As President Donald Trump prepares to host a UFC fight on the White House this week, his family is selling a enterprise geared toward profiting off the spectacle by promoting gold coins priced as excessive as $12,000.
The “Freedom 250”-themed silver and gold medallions function Trump’s face and are being marketed as a collaboration between the UFC and the Trump Organization, which is run by the president’s sons Eric and Donald Trump Jr.
The coins, that are being offered upfront of Sunday’s fight, have been dubbed “Trump Coins” on an internet site that additionally boasts they had been “designed by President Trump.” There are 4 coins on the market, starting from a silver one which prices practically $250 to a $11,999.99 gold medallion whose holder comes with a portrait of Trump and UFC chief Dana White.
The Trump Organization seems solely to be licensing the president’s model for the coins and isn’t manufacturing or promoting them.
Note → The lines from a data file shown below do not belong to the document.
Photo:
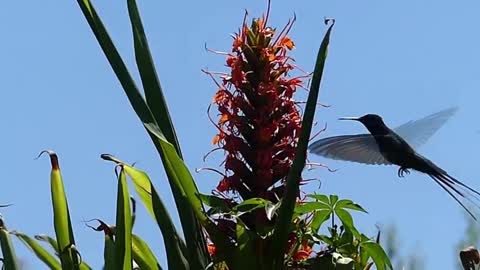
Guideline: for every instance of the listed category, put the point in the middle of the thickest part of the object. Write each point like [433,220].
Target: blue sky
[402,60]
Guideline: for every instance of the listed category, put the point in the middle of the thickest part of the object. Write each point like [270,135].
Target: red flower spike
[259,121]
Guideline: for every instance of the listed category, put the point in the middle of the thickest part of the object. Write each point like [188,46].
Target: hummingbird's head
[371,121]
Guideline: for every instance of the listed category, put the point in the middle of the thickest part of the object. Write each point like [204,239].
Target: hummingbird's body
[385,146]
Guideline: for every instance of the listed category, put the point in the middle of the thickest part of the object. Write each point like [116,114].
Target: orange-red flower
[259,122]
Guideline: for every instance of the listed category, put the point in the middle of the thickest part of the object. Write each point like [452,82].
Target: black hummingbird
[395,147]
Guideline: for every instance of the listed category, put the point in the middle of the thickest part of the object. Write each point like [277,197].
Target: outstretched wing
[417,133]
[360,148]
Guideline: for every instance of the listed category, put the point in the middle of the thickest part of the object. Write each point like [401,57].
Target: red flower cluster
[259,120]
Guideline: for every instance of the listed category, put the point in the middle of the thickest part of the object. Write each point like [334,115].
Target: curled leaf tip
[53,158]
[107,157]
[329,20]
[101,227]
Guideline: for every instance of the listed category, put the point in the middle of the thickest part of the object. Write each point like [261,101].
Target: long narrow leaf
[150,198]
[155,207]
[151,85]
[109,253]
[288,201]
[191,227]
[50,240]
[61,217]
[143,255]
[9,258]
[39,251]
[123,232]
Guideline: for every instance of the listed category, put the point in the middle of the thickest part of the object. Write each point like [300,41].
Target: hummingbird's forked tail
[456,189]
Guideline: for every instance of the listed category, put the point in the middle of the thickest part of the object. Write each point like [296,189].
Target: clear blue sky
[402,60]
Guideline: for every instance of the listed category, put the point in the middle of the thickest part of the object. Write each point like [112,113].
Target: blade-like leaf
[109,253]
[191,228]
[61,217]
[250,205]
[143,255]
[378,255]
[310,207]
[49,240]
[151,85]
[320,197]
[9,258]
[214,202]
[288,201]
[347,221]
[349,204]
[246,258]
[149,197]
[333,199]
[39,251]
[180,175]
[319,217]
[123,228]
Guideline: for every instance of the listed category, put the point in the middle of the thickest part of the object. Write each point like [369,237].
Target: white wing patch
[362,148]
[417,133]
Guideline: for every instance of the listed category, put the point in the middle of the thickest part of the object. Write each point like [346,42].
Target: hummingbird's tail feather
[456,189]
[444,185]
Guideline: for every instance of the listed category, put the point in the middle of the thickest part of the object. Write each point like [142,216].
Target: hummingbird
[385,146]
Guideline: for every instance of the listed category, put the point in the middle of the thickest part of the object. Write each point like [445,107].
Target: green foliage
[292,237]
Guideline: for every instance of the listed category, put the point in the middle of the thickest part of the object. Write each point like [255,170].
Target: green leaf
[41,253]
[215,202]
[143,255]
[349,204]
[343,263]
[123,229]
[151,85]
[250,205]
[271,210]
[320,197]
[49,240]
[109,253]
[319,218]
[61,217]
[347,221]
[282,224]
[10,261]
[333,199]
[155,206]
[192,230]
[378,255]
[245,248]
[310,207]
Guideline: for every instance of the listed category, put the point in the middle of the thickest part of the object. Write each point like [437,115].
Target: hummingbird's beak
[349,118]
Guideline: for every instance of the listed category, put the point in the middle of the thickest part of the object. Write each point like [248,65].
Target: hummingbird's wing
[360,148]
[417,132]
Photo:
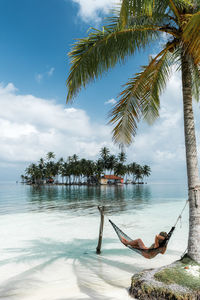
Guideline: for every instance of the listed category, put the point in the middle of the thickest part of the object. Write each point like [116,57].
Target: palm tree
[104,154]
[50,155]
[111,162]
[122,157]
[146,171]
[136,25]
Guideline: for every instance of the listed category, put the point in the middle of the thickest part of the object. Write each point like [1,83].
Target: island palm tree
[50,155]
[137,24]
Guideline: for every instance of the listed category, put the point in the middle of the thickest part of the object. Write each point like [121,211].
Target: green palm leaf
[140,98]
[101,50]
[191,37]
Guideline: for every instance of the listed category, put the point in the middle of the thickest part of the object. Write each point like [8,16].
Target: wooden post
[101,210]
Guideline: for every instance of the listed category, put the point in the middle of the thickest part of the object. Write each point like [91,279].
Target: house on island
[111,179]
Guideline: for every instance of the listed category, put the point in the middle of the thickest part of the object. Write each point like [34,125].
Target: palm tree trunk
[192,163]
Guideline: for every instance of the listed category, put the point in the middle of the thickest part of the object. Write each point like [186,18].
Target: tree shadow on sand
[80,253]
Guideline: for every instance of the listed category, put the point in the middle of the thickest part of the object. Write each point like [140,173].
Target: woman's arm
[157,238]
But the collaboration marks the Trump family’s newest involvement in efforts to cash in on his return to the White House — and one more instance of the president’s eagerness to place his title on an array of merchandise, occasions and initiatives associated to his administration.
Trump’s sons have licensed his title to advertise phones, fragrances, cryptocurrency, golf programs and a spread of different enterprise ventures, drawing scrutiny for the unprecedented earnings the Trump family has reaped by their shut affiliation with the commander in chief.
In response to questions on Trump’s involvement within the coin’s design and advertising and marketing, White House spokesman Davis Ingle rejected any suggestion of a battle of curiosity.
“The Fake News’ continued attempts to fabricate conflicts of interest are irresponsible and reinforce the public’s distrust in what they read,” he stated, including that “Trump only acts in the best interests of the American public.”
The Trump Organization didn’t instantly reply to a request for remark.
Trump has talked up the UFC fight for weeks, whereas carefully overseeing the development of an enormous staging space on the White House South Lawn referred to as “The Claw” that now towers over the chief mansion.
And whereas the occasion is billed as a part of the celebration of America’s 250th anniversary, it is usually set to happen on Trump’s eightieth birthday.
That has prompted a lawsuit filed by two Virginia residents looking for to cease the fight. They argue it is going to financially profit White and Trump, citing a report from the spring that Trump purchased $50,000 in inventory in UFC’s mum or dad firm.
The fight “is not in any material sense a ‘celebration of the 250th anniversary of American Independence’—it is, instead, a celebration of the UFC’s brand and the 80th anniversary of Donald Trump’s birth,” the lawsuit alleges.
A federal choose has ordered the administration to answer the lawsuit by Tuesday night.
In the meantime, Trump and the UFC have pressed forward as deliberate — as has the Trump Organization’s coin collaboration, which sought on its web site to field out any rivals by asserting its product was the one one accepted by the president himself.
“These are the only officially licensed Donald J. Trump medallions on the market,” the web site reads. “Other Trump-themed bullion or numismatic products might be unlawful, and more importantly, none of them has an actual connection to Donald J. Trump – ours are the only medallions authorized and endorsed/designed by President Trump himself.”